Poor healing of the wound is a fairly common complication of knee revision arthroplasty. This is because the tissue is often scarred and thinner than when the original knee replacement was done. The blood supply to the skin may not be normal due to damage to the blood vessels from one or more previous knee surgeries. As mentioned earlier, previous skin incisions can make it hard for the incision to close after knee revision surgery, leading to complications. When the wound doesn’t heal properly, the chances of infection increases. The wound may continue to ooze, creating optimal conditions for bacterial growth.

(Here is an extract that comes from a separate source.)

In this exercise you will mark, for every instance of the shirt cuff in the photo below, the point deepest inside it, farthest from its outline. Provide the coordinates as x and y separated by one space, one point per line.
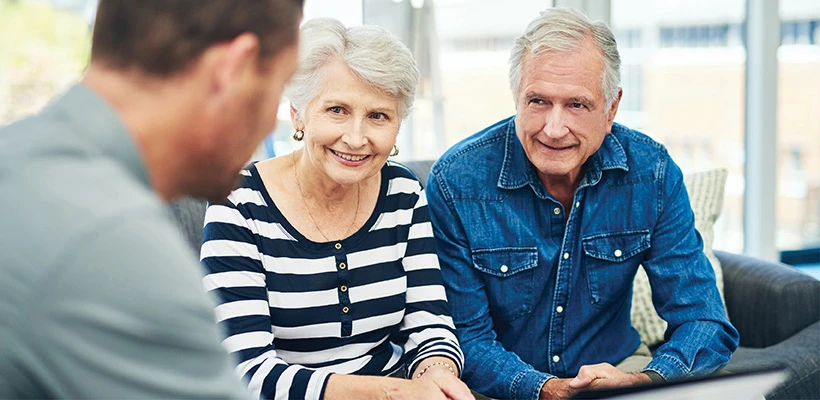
668 368
654 376
528 383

Poor incision healing is more likely to occur in patients with one or more of the following factors:

  • Anemia
  • Obesity
  • Previous wound healing problems
  • Weak immune system
  • Smoking
  • Poor circulation
  • Diabetes mellitus

Your surgeon’s goal is to prevent problems with the wound. If problems do happen, however one or more additional surgeries will likely be needed.

Other Issues

A revision joint replacement of the knee is more complex and unpredictable than a primary joint replacement. Since many factors can influence its lifespan, your surgeon will not be able to say exactly how long your revision will last. Also, keep in mind that because revision surgery is more complicated than primary joint replacement, it may take up to a year to be able to perform your routine daily activities. Often people continue to need a walking aid because knee pain increases when they are on their feet for prolonged periods. There is also a greater chance that the knee will be tight and unable to bend all the way after knee revision surgery.

Sometimes a choice other than knee revision is best because a big operation might result in a failure, or even death. Removing the prosthesis and not replacing it doesn’t mean the patient can’t walk any more. The surgeon may sometimes suggest fusing the knee joint, placing a spacer in the joint, or in some cases amputating the leg.